19

137 19 6
                                    

Aku ini penjaganya Melody. Jangan coba mengganggunya atau kamu akan kubawa ke neraka!

Hariyadi Purnomo telah menatap selembar kertas itu berjam-jam, namun tidak ada yang berubah. Isi atau bentuk tulisannya. Dia mengusap wajahnya frustrasi. Dia orang yang percaya pada kehidupan di luar manusia. Walaupun dia belum pernah berurusan secara langsung dalam tujuh puluh empat tahun hidupnya. Tidak ingin juga.

Dia memejamkan mata sejenak, membiarkan pikirannya mengembara. Tak lama, dia menatap kertas itu lagi sebelum beralih ke selendang kuning yang terlipat rapi di atas meja kerjanya.

"Pak!" Pintu diketuk dengan sopan. Bibi pengurus rumahnya. "Pak Adnan sudah datang."

"Suruh tunggu sebentar." Hariyadi memberesi barang-barang di atas meja, lalu mengeluarkan pulpen berwarna biru dari laci. Dia menatap pulpennya, menekan ujungnya dan terdengar bunyi berderak. Rak bukunya bergeser.

Pintu itu membuatnya sangat terkejut ketika tempo hari dia mendapatinya terbuka. Yang tahu cara membukanya hanya dia dan si pembuat pulpen. Bibi dan satpam sampai gemetar ketakutan ketika dia murka. Untung tidak ada yang rusak atau hilang. Mungkin pintunya tidak sengaja terbuka karena pulpennya jatuh.

Hariyadi masuk melewati pintu yang baru saja terbuka itu, lalu menatap lukisannya. Dia tersenyum pada potret Sekar yang ada di dinding. Dia berbisik lirih, "Terima kasih karena sudah menungguku hingga selama ini."

Dia mengambil buku tua bersampul cokelat dari balik lukisan, lalu menyelipkan kertas yang tadi ditekuninya di sana. Selendang itu dia letakkan di atasnya dan menutup kembali lukisan itu.

"Pak." Hanya beberapa saat setelah pintu ruang rahasianya tertutup, Adnan muncul di pintu." Ada dokumen yang harus Bapak tanda tangani." Adnan menyerahkan map di meja.

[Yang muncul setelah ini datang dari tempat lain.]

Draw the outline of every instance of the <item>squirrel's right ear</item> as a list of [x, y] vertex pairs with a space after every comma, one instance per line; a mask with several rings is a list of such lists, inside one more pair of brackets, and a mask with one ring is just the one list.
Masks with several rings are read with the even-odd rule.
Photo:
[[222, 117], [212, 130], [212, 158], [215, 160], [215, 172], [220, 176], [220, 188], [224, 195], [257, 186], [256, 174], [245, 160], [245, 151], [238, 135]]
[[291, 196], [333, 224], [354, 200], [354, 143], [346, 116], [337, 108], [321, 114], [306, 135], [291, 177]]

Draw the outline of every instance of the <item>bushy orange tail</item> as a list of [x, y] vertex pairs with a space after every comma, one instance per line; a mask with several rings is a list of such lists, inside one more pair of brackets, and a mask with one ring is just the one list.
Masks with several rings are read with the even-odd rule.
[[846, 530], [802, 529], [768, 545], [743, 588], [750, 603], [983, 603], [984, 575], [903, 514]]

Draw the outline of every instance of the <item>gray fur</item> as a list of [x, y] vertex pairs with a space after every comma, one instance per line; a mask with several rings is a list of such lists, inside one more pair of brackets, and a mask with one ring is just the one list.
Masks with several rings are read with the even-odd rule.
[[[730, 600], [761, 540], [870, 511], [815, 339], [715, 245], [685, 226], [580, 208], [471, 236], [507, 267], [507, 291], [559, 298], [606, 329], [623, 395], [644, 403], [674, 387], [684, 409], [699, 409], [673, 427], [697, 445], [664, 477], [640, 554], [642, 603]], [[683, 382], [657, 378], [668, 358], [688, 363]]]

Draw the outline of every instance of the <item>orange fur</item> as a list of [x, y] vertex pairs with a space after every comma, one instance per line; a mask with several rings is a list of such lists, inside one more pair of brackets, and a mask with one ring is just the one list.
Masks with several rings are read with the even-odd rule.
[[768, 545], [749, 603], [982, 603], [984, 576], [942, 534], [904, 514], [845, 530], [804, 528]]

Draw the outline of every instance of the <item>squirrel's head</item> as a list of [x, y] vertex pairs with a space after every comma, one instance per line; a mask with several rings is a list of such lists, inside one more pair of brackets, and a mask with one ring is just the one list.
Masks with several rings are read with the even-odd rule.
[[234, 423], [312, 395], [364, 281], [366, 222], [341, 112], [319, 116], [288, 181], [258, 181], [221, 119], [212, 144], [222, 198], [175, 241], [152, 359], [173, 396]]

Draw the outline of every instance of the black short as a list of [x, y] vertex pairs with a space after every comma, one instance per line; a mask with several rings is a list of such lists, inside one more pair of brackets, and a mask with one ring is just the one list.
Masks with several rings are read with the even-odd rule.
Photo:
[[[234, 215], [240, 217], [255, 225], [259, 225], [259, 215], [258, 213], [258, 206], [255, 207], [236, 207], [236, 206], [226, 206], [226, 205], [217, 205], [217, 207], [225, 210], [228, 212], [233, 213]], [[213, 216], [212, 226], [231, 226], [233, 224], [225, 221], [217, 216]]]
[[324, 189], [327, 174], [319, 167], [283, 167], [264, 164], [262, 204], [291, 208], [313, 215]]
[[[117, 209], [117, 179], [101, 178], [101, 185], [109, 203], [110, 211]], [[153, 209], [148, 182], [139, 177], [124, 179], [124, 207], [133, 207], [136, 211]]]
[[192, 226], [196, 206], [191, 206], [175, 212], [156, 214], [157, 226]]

"Kantor lancar, Nan?" Hariyadi meraih kacamatanya sembari tersenyum lebar.

"Bapak tenang saja. Kelihatannya ada yang membuat Bapak senang hari ini, ceria sekali." Adnan melihat raut bosnya itu beda dari biasanya.

"Kunci umur panjang itu hati yang bahagia, Nan." Hariyadi menutup map dan mendorongnya kembali ke Adnan. "Di kantor ada Doni, 'kan? Kamu tidak usah balik ke kantor. Ayo, kita jalan-jalan!"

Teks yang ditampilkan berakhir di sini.